Référence : 2019 CAF 251

[TRADUCTION FRANÇAISE]

CORAM :

LA JUGE DAWSON

LE JUGE NEAR

LA JUGE GLEASON

 

ENTRE :

ARTHUR KEITH

appelant

et

COMMISSION CANADIENNE DES DROITS DE LA PERSONNE ET FORCES ARMÉES CANADIENNES

intimées

Audience tenue à Toronto (Ontario), le 10 octobre 2019.

Jugement rendu à l’audience à Toronto (Ontario), le 10 octobre 2019.

MOTIFS DU JUGEMENT DE LA COUR :

LA JUGE GLEASON

 


Date : 20191010


Dossier : A-231-18

Référence : 2019 CAF 251

CORAM :

LA JUGE DAWSON

LE JUGE NEAR

LA JUGE GLEASON

 

ENTRE :

ARTHUR KEITH

appelant

et

COMMISSION CANADIENNE DES DROITS DE LA PERSONNE ET FORCES ARMÉES CANADIENNES

intimées

MOTIFS DU JUGEMENT DE LA COUR

(Prononcés à l’audience à Toronto (Ontario), le 10 octobre 2019)

LA JUGE GLEASON

[1]  L’appelant interjette appel de la décision rendue par la Cour fédérale (sous la plume du juge Brown) dans le jugement Keith c. Canada (Commission des droits de la personne), 2018 CF 645, qui a rejeté la demande de contrôle judiciaire présentée par l’appelant à l’encontre de la décision du Tribunal canadien des droits de la personne (le TCDP ou le Tribunal) intitulée Keith c. Commission des droits de la personne et autre, 2017 TCDP 32. Dans cette décision, le TCDP a rejeté l’allégation de discrimination formulée par l’appelant après que les Forces armées canadiennes eurent refusé de l’embaucher comme psychiatre du fait qu’il ne possédait pas l’agrément de spécialiste en psychiatrie du Collège royal des médecins et chirurgiens du Canada (le CRMCC).

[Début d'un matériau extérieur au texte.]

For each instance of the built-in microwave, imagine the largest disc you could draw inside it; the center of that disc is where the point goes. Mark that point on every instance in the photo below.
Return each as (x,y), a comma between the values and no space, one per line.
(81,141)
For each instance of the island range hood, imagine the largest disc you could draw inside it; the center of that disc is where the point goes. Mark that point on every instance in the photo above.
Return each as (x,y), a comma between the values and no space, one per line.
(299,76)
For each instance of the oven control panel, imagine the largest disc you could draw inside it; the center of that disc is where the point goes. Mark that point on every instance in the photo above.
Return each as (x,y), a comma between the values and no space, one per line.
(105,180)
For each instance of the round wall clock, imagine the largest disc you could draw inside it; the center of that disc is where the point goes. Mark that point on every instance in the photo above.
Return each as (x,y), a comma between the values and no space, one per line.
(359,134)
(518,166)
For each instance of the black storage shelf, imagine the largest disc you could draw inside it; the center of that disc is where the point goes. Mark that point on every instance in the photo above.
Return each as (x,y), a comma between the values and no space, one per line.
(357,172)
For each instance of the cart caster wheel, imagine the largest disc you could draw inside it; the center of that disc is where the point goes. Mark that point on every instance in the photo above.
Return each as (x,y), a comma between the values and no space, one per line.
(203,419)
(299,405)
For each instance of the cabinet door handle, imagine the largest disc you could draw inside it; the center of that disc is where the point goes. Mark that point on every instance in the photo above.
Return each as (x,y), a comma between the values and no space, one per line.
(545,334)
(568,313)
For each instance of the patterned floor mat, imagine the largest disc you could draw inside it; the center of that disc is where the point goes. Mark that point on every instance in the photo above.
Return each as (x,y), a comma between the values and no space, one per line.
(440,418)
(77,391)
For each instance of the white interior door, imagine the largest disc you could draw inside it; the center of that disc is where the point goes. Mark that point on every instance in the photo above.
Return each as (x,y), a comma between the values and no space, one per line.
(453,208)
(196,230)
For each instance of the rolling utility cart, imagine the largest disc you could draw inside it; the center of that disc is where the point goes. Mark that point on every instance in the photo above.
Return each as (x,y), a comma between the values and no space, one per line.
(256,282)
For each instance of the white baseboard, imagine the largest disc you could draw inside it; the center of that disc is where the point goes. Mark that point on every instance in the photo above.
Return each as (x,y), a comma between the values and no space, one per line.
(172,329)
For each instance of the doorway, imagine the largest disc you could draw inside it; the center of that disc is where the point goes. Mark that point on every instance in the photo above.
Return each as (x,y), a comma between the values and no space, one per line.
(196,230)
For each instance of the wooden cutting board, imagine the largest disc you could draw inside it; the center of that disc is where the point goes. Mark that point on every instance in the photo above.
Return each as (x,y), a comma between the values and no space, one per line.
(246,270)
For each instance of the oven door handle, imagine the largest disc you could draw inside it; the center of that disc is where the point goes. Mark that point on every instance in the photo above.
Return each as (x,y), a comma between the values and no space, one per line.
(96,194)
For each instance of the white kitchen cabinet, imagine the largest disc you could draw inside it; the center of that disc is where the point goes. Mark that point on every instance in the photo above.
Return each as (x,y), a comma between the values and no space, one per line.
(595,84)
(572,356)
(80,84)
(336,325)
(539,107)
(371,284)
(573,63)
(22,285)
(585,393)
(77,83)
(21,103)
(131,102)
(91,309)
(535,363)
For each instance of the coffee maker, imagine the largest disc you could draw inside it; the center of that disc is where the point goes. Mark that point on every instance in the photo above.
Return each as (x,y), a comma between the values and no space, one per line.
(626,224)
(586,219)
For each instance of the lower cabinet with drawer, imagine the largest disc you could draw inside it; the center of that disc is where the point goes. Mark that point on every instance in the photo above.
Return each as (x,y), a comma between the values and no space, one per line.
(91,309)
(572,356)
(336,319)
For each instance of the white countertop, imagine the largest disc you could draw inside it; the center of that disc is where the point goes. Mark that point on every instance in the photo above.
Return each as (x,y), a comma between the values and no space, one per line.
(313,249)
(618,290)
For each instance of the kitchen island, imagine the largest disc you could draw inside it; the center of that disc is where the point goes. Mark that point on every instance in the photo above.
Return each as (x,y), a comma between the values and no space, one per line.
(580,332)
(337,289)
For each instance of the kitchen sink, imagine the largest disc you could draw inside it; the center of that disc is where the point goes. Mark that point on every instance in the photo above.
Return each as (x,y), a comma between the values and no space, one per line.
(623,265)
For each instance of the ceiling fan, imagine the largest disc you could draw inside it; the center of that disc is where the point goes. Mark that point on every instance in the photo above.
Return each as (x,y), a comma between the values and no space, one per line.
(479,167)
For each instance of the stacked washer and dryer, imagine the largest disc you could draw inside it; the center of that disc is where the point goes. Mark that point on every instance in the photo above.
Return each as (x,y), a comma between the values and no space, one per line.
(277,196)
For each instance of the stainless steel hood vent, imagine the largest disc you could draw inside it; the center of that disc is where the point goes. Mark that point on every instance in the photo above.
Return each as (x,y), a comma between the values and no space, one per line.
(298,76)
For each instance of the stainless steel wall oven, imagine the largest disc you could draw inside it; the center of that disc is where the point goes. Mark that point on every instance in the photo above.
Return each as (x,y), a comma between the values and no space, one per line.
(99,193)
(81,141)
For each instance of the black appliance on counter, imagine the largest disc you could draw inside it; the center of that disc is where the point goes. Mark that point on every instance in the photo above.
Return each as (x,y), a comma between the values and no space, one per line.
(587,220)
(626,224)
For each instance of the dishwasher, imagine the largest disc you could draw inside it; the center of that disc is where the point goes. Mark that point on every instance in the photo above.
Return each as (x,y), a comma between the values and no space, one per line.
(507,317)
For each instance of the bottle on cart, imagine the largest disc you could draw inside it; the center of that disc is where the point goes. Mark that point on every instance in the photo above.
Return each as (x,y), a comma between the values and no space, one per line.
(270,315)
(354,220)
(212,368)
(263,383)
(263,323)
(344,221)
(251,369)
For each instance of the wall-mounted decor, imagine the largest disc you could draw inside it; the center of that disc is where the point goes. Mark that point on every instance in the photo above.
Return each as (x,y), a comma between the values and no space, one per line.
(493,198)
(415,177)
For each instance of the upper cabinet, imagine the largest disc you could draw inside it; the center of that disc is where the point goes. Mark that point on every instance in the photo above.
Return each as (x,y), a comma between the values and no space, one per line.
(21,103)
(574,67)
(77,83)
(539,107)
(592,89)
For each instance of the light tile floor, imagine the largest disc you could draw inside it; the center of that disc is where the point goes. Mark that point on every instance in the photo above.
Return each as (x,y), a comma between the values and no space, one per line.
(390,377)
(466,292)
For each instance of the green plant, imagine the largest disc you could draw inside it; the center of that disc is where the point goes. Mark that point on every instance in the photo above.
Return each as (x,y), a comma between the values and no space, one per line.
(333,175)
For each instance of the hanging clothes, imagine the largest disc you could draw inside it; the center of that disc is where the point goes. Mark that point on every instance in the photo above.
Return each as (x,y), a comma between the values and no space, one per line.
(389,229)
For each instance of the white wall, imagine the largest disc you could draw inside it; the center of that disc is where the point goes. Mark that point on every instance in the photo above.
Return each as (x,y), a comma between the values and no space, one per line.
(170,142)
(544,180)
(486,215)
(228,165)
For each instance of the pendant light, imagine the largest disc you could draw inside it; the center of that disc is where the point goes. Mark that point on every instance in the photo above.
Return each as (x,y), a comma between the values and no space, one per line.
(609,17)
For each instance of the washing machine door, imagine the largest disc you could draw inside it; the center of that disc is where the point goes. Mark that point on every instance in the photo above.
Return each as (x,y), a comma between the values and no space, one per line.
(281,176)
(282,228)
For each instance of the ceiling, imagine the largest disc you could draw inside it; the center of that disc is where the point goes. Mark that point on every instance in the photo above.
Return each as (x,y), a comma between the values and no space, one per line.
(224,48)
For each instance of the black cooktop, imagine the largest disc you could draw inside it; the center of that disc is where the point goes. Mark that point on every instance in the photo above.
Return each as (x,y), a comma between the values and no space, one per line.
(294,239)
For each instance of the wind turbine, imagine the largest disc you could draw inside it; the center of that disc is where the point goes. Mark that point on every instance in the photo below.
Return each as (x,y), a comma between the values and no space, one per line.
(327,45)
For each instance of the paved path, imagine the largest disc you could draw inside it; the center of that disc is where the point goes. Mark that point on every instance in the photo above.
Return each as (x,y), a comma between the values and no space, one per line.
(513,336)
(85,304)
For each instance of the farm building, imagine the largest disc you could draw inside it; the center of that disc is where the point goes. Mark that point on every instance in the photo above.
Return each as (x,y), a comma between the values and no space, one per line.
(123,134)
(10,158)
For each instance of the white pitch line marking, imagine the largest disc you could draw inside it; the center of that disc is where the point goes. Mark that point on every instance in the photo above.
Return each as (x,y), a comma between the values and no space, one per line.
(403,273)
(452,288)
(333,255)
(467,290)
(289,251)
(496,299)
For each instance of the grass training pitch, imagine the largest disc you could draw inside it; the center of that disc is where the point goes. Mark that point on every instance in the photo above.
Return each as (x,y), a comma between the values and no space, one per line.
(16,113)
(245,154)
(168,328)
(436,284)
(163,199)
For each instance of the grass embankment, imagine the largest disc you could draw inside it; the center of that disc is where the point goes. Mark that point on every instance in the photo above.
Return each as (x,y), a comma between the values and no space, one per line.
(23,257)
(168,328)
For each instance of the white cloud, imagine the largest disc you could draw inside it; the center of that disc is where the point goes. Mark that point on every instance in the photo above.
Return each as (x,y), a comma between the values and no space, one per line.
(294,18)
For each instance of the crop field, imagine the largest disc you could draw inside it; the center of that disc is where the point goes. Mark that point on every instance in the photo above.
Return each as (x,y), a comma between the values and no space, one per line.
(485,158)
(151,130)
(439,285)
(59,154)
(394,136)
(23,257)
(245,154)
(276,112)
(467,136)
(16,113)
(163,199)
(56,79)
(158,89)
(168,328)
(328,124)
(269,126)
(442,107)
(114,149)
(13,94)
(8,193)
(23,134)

[2]  L’appelant est né aux États-Unis et il y a fait toutes ses études en médecine et sa formation de spécialiste en psychiatrie. Il est reconnu comme spécialiste en psychiatrie aux États-Unis et il est également agréé par l’Ordre des médecins et chirurgiens de l’Ontario (l’OMCO), qui le reconnaît comme un spécialiste en Ontario. La reconnaissance de l’OMCO n’est toutefois pas reconnue par toutes les administrations canadiennes. Durant la période visée par la plainte, les Forces armées canadiennes exigeaient que tous les psychiatres soient agréés par le CRMCC (ou par un organisme équivalent au Québec) afin de pouvoir offrir un niveau de soins uniforme à l’ensemble des patients ambulatoires des Forces armées canadiennes, partout au pays.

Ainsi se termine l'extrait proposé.